Repaglinide is a benzoic acid derivative that stimulates insulin secretion from the pancreas and is used in the therapy of type 2 diabetes. Repaglinide has been linked to rare instances of clinically apparent acute liver injury.
Repaglinide (re pag' li nide) is an insulin secretagogue that is similar in action but different in structure from the sulfonylureas. It is a benzoid acid derivative that, like the sulfonylureas, stimulates insulin secretion by blocking ATP sensitive potassium channels in pancreatic beta-cells, causing cell membrane depolarization which results in calcium influx and insulin secretion. Repaglinide has been shown to reduce the postprandial increase in glucose in patients with type 2 diabetes and improve glycemic control. Repaglinide was approved for use in the United States in 1997. The current indications are for management of type 2 diabetes used in combination with diet and exercise, with or without other oral hypoglycemic agents. Repaglinide is available generically and under the brand name Prandin in tablets of 0.5, 1 and 2 mg. The typical initial dose in adults is 0.5 mg three times daily before meals, with a gradual increase to a maximum of 16 mg daily. Side effects of repaglinide include diarrhea, nausea, gastrointestinal upset, hypoglycemia, dizziness and rash.

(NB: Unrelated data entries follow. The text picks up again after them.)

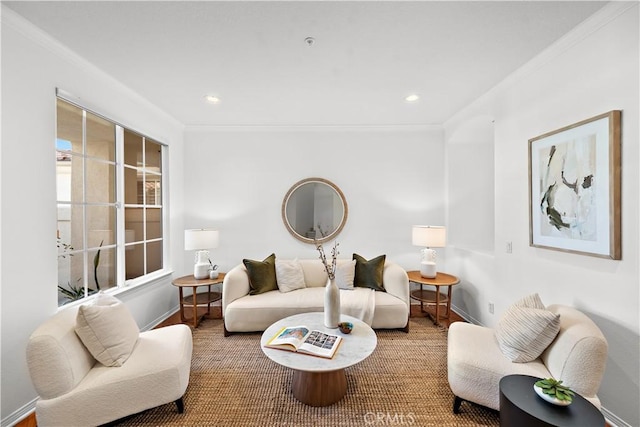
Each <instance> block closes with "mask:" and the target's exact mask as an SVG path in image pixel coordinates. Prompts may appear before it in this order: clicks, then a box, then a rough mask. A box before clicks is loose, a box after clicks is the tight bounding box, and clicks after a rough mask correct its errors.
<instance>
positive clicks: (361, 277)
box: [353, 254, 386, 291]
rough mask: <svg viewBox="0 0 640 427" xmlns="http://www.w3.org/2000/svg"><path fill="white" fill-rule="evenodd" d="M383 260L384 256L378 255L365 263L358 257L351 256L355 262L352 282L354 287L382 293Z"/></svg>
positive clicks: (383, 285) (359, 255)
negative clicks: (355, 269)
mask: <svg viewBox="0 0 640 427" xmlns="http://www.w3.org/2000/svg"><path fill="white" fill-rule="evenodd" d="M385 258H386V255H380V256H379V257H375V258H373V259H371V260H369V261H367V260H366V259H364V258H362V257H361V256H360V255H358V254H353V259H355V260H356V276H355V278H354V280H353V284H354V286H358V287H361V288H371V289H374V290H376V291H384V285H383V283H382V273H383V271H384V260H385Z"/></svg>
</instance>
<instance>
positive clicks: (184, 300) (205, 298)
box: [171, 273, 224, 328]
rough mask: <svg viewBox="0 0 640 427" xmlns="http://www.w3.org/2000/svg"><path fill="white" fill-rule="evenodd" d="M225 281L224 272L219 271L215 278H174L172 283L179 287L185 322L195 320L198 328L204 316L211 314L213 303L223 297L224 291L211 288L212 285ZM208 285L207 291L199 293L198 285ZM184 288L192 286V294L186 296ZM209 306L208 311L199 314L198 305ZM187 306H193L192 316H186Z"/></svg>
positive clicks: (181, 313) (207, 286)
mask: <svg viewBox="0 0 640 427" xmlns="http://www.w3.org/2000/svg"><path fill="white" fill-rule="evenodd" d="M223 281H224V273H218V277H216V278H215V279H196V278H195V277H193V275H192V274H191V275H188V276H182V277H179V278H177V279H174V280H173V281H172V282H171V283H172V284H173V286H176V287H177V288H178V294H179V297H180V320H182V322H183V323H186V322H188V321H193V327H194V328H197V327H198V325H199V324H200V321H202V319H203V318H204V316H206V315H208V314H211V303H213V302H216V301H219V300H220V299H222V292H215V291H212V290H211V286H213V285H217V284H219V283H222V282H223ZM200 286H207V291H206V292H201V293H198V292H197V291H198V287H200ZM183 288H191V289H192V292H191V295H187V296H186V297H185V296H183V294H182V289H183ZM204 306H206V307H207V311H206V312H204V313H202V314H201V315H198V307H204ZM185 307H192V308H193V314H192V317H191V318H187V317H186V316H185Z"/></svg>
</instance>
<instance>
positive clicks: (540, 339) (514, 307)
mask: <svg viewBox="0 0 640 427" xmlns="http://www.w3.org/2000/svg"><path fill="white" fill-rule="evenodd" d="M527 305H533V307H529V306H527ZM541 305H542V301H540V298H539V297H538V295H537V294H534V295H532V296H529V297H525V298H524V299H523V300H520V301H518V302H516V303H515V304H513V305H512V306H511V307H509V308H508V309H507V311H506V312H505V313H504V315H503V316H502V318H501V319H500V321H499V322H498V324H497V326H496V329H495V336H496V339H497V341H498V345H499V346H500V350H501V351H502V353H503V354H504V355H505V356H506V357H507V358H509V359H510V360H511V361H512V362H517V363H523V362H531V361H532V360H535V359H536V358H538V356H540V355H541V354H542V352H543V351H544V350H545V349H546V348H547V347H548V346H549V344H551V342H552V341H553V340H554V338H555V337H556V335H558V332H559V331H560V316H559V315H558V314H555V313H552V312H550V311H549V310H547V309H545V308H544V305H542V307H543V308H537V307H540V306H541Z"/></svg>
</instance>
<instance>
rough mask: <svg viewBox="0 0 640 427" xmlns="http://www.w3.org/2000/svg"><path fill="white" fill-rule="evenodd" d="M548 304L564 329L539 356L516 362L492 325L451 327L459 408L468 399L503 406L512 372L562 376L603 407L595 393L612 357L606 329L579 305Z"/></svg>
mask: <svg viewBox="0 0 640 427" xmlns="http://www.w3.org/2000/svg"><path fill="white" fill-rule="evenodd" d="M546 310H548V311H549V312H551V313H553V314H555V315H558V316H559V323H560V325H559V326H560V327H559V331H558V332H557V335H556V336H555V339H553V341H552V342H551V343H550V344H549V345H548V346H546V348H544V350H543V351H542V352H541V354H540V355H539V356H538V357H535V358H534V359H533V360H531V361H527V362H521V363H517V362H513V361H512V360H511V359H510V358H509V357H507V356H506V355H505V352H504V349H502V350H501V348H500V343H499V342H498V339H497V338H496V331H495V330H494V329H492V328H486V327H483V326H478V325H473V324H469V323H464V322H457V323H453V324H452V325H451V326H450V327H449V332H448V355H447V358H448V361H447V369H448V378H449V386H450V387H451V391H453V394H454V404H453V412H454V413H458V412H459V410H460V405H461V402H462V401H465V400H466V401H469V402H475V403H477V404H480V405H482V406H486V407H489V408H492V409H499V407H500V390H499V383H500V379H501V378H502V377H503V376H506V375H511V374H522V375H531V376H535V377H540V378H548V377H553V378H556V379H560V380H563V383H564V384H566V385H568V386H569V387H571V389H572V390H574V391H576V392H577V393H579V394H580V395H582V397H584V398H586V399H587V400H589V401H590V402H591V403H593V404H594V405H595V406H596V407H598V408H599V407H600V400H599V399H598V396H597V395H596V393H597V391H598V388H599V387H600V382H601V380H602V376H603V375H604V370H605V365H606V359H607V348H608V346H607V341H606V339H605V337H604V335H603V334H602V332H601V331H600V329H599V328H598V327H597V326H596V324H595V323H594V322H593V321H592V320H591V319H589V317H587V316H586V315H585V314H584V313H582V312H580V311H578V310H576V309H575V308H572V307H569V306H565V305H550V306H548V307H546ZM524 329H526V328H523V331H524Z"/></svg>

In several large clinical trials, serum aminotransferase elevations during repaglinide therapy were uncommon and similar in frequency with placebo. All serum enzyme elevations that occurred were asymptomatic and resolved rapidly with stopping therapy. Since its approval and with wide scale use, there have been a small number of reports of clinically apparent liver injury attributed to repaglinide. The time to onset ranged from 2 to 8 weeks and the pattern of serum enzyme elevations ranged from hepatocellular to cholestatic. Jaundice and pruritus were prominent. Immunoallergic features and autoantibodies were not present. All published cases have been self-limited, resolving within 1 to 2 months of stopping.
Mechanism of Injury
The mechanism of repaglinide induced liver injury is not known, but it is extensively metabolized by the liver via the P450 system (CYP 3A4), and liver injury may be the result of production of a toxic or immunoreactive intermediate.
Outcome and Management
The severity of liver injury attributed to repaglinide has ranged from mild serum enzyme elevations to clinically apparent cholestatic hepatitis. Acute liver failure, vanishing bile duct syndrome and chronic liver injury have not been linked to repaglinide therapy. There is no information on results of rechallenge on cross sensitivity to hepatic damage among the various metiglinides; reexposure and use of other metiglinides after clinically apparent liver injury related to repaglinide should be done with caution.